60年超のデータだからこそ見える「真実」
私は疫学者兼医者ですが、「疫学(えきがく)」という単語に馴染みがない方も多いと思いますので、まずは「疫学」について説明しましょう。
「医療」と「統計」を掛け合わせた実践的学問、それが疫学です。「病気が起こる原因や、どうやったら予防できるのかということを、人の集団を対象として調べることにより明らかにする学問」と定義できます。
私は現在、母校である福島県立医科大学医学部で疫学講座の主任教授を務めています。それと同時に、いくつかの疫学研究に携わっています。
そこで扱うのは、60年前の古くさい話ではありません。60年以上続いて蓄積された最も新しい現在のビッグデータです。エビデンスの強さは、ほかに類を見ません。本書では、このCIRCSや、やはり私が携わっているいくつかの研究、あるいは国内外のいろいろな研究が示す、真に健康になる方法を説いていきます。
「LDLコレステロール値が高い」は日本人に多い
健康診断で日本人が最も引っかかりやすいのが「LDL値」で、140mg/dlを超えると「高い」と指摘されます。LDLはいわゆる悪玉コレステロールと言われ、動脈硬化を引き起こすリスク因子となります。
LDLは本来、ホルモンの産生や細胞膜の形成など、体にとって重要な役割を持っています。ただ、血液中に多くありすぎると血管壁にくっついて炎症を引き起こし、動脈硬化につながるのです。
動脈硬化は脳卒中や心筋梗塞の原因となりますから、LDL値が高いと指摘されたら放置してはいけません。
卵や魚卵は意外と大丈夫
以前は、コレステロール値を上げる犯人は卵だと言われてきました。卵黄にコレステロール成分が含まれていたためだと思われます。同様に、タラコやイクラなど魚卵も避けたほうがいいと指導されていました。
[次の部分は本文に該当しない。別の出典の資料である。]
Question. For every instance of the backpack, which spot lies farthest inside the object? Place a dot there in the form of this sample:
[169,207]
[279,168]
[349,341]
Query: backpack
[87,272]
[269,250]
でも、今ではそれらは、たいした悪影響は与えないことがわかっています。実際に、卵を我慢してもコレステロール値にあまり変化は見られません。
むしろ、卵は栄養的に優秀な食品ですから、1日1個くらい食べたほうがいいでしょう。
まずいのは肉の脂身だった
驚くことに、1980年から2010年までの30年間で、日本人のコレステロール値の平均は3倍程度に増えています。今では、アメリカ人よりも高いくらいなのです。
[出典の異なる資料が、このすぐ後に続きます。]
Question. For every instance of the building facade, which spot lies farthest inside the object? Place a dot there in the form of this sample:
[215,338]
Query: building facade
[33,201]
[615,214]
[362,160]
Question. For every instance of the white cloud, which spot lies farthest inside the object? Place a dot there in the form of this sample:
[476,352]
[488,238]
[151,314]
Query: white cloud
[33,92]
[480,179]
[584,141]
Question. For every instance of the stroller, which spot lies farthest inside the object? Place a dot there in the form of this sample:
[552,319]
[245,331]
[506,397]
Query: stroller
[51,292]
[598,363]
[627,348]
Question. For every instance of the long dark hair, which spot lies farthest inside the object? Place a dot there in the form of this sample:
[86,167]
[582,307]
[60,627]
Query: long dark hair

それはなぜかというと、食が欧米化しているからです。とくにまずいのは、肉の脂身です。肉の脂身は、コレステロール値とくにLDL値を上げることがわかっています。
脂身たっぷりのステーキ、バラ肉主体の豚しゃぶ、ロースかつ……どれもおいしいですが、健康診断でLDL値が高めだと指摘されたら、こうしたものは避けましょう。